Inaugurado em setembro de 2010, como parte do Centro Nacional de Pesquisa em Energia e Materiais, em Campinas, o Laboratório de Modificação do Genoma (LMG) - que Xavier coordena - foi criado para prestar um serviço essencial à ciência brasileira: a produção de modelos animais geneticamente modificados. Uma ferramenta básica para o avanço das pesquisas médicas e biológicas de diversas áreas, mas historicamente muito pouco usada no Brasil.
"Estamos falando de uma tecnologia que existe desde 1981", ressalta Xavier, referindo-se ao ano em que foram produzidos os primeiros camundongos transgênicos no mundo. Desde então, o genoma do camundongo já foi completamente sequenciado e praticamente todos os seus genes - 95% dos quais são iguais aos do homem - já foram modificados de uma forma ou de outra para a investigação de processos biológicos básicos e aplicados a doenças humanas.
Só o Laboratório Jackson, um dos maiores fornecedores de camundongos transgênicos do mundo, nos EUA, tem um catálogo com mais de 6 mil variedades e vendeu, só no ano passado, mais de 3 milhões de animais para pesquisadores de 56 países.
No Brasil, porém, a "moda" não pegou. O primeiro camundongo transgênico do País só foi produzido em 2000, na Universidade de São Paulo (USP), e mesmo depois disso nunca se estabeleceu um serviço de produção de linhagens capaz de abastecer a ciência nacional. O jeito é importar linhagens prontas (solução cara e burocrática), desenvolver linhagens próprias (inviável para a maioria dos laboratórios) ou se limitar a fazer pesquisas in vitro (solução mais simples, porém de menor impacto científico). "Definitivamente perdemos o bonde dessa tecnologia", diz Xavier. "Não só ela não foi incorporada como não se desenvolveu uma cultura de usar esses animais aqui."

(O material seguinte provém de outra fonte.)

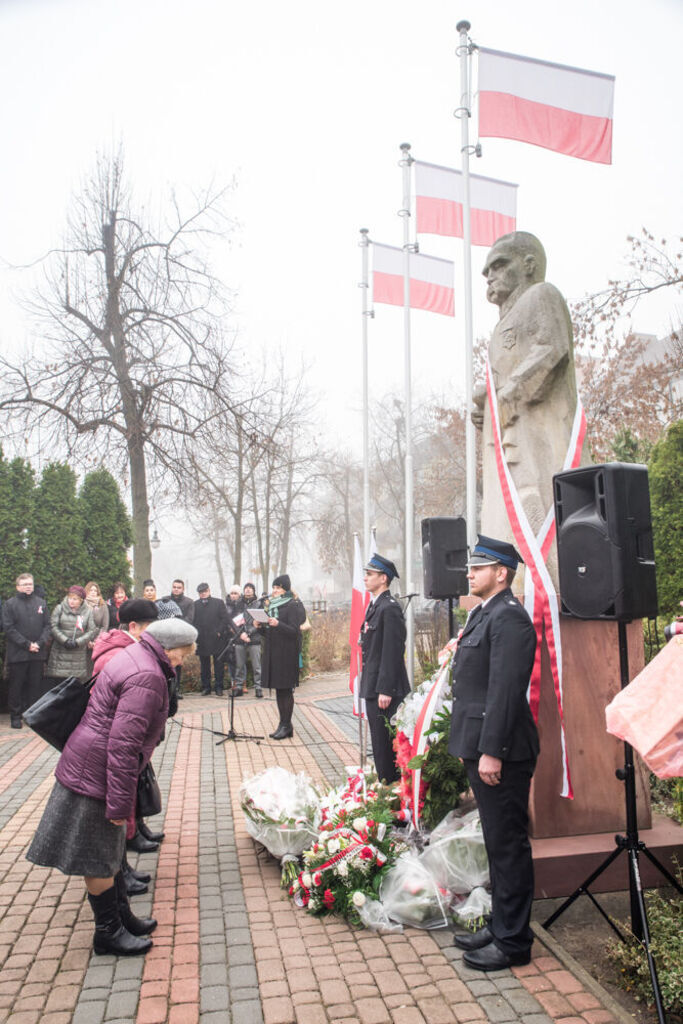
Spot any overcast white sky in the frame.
[0,0,683,589]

O LMG foi pensado para reverter esse quadro, operando simultaneamente como centro de pesquisa e prestação de serviços, produzindo animais transgênicos customizados para pesquisadores de todo o País. Se um cientista precisa de um animal transgênico, ele faz a encomenda, fornece as especificações, o LMG produz o animal e manda para ele. Tal qual um escritório de engenharia executa um projeto para um arquiteto. Só que a engenharia, neste caso, é genética. E a arquitetura, biológica.

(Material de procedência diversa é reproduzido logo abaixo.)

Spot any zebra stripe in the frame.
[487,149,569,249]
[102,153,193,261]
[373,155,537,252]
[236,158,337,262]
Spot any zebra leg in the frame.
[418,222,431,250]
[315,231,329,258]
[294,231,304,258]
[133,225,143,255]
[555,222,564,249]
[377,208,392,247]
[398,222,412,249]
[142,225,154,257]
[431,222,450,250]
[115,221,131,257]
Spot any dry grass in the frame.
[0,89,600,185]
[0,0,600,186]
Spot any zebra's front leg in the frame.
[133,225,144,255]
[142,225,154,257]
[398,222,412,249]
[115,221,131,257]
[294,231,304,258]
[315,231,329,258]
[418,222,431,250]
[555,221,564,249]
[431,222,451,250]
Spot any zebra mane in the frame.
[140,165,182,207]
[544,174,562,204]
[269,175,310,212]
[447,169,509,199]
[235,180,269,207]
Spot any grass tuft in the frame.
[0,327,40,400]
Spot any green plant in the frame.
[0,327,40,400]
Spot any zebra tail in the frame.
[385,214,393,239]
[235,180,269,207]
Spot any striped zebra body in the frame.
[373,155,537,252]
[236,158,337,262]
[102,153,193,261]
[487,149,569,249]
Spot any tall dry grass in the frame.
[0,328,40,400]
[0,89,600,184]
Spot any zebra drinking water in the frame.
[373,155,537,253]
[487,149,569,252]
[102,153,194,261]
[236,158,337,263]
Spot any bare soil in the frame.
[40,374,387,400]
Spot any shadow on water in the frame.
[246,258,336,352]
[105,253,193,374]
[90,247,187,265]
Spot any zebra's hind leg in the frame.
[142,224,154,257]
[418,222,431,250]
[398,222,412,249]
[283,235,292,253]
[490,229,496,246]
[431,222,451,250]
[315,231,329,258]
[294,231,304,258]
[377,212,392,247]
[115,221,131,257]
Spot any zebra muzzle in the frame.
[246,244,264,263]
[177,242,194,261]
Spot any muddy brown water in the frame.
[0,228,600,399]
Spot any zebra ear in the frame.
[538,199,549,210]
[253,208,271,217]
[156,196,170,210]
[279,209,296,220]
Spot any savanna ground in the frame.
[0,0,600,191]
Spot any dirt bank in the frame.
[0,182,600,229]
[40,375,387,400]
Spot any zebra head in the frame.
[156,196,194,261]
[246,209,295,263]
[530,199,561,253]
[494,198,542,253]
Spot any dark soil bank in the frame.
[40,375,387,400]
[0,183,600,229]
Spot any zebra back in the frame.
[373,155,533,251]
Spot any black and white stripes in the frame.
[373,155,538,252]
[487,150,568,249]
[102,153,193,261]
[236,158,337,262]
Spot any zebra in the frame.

As duas primeiras encomendas - feitas por Lygia Pereira, da USP, e Francisco Laurindo, do Instituto do Coração (Incor) - começaram a ser produzidas neste mês. O serviço é gratuito para projetos de pesquisa pública.

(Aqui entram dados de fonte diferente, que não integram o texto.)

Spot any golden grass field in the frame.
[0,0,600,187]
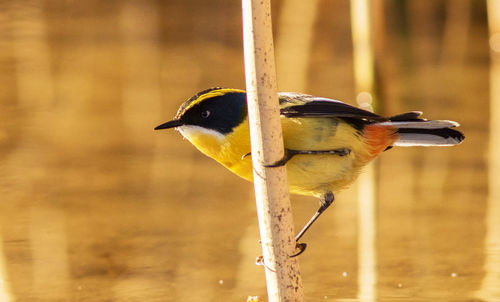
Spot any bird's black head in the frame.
[155,88,247,134]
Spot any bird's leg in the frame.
[292,192,335,257]
[266,148,351,168]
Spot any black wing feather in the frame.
[280,100,387,122]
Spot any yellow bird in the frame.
[155,88,464,249]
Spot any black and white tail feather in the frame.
[279,92,465,147]
[377,111,465,147]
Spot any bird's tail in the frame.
[377,111,465,147]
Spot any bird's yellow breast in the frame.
[180,117,371,196]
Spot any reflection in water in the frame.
[477,0,500,301]
[29,206,70,300]
[0,228,13,302]
[276,0,319,93]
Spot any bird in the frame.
[154,87,465,255]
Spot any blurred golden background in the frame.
[0,0,500,301]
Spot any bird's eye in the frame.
[201,110,210,118]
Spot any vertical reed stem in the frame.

Antes de abrir o balcão, porém, o LMG já produziu cerca de 50 linhagens de camundongos transgênicos, utilizando nove genes diferentes, para projetos de pesquisa internos do laboratório. Vários deles, voltados para pesquisas cardíacas, relacionadas ao desenvolvimento e ao funcionamento do coração - herança, em parte, dos 21 anos em que Xavier foi pesquisador do Incor.
Outras 15 linhagens foram importadas do Laboratório Jackson, por US$ 6,5 mil (cerca de US$ 230 por animal). O Estado presenciou a chegada das últimas quatro, no início do mês: oito camundongos em uma caixa de plástico com comida e água em forma de gel. São animais com um grau a mais de complexidade transgênica. Eles têm uma enzima no organismo que funciona como um interruptor molecular, que permite aos cientistas ligar ou desligar as modificações genéticas onde e quando desejarem. Por exemplo: só no tecido cardíaco ou só na fase adulta do animal.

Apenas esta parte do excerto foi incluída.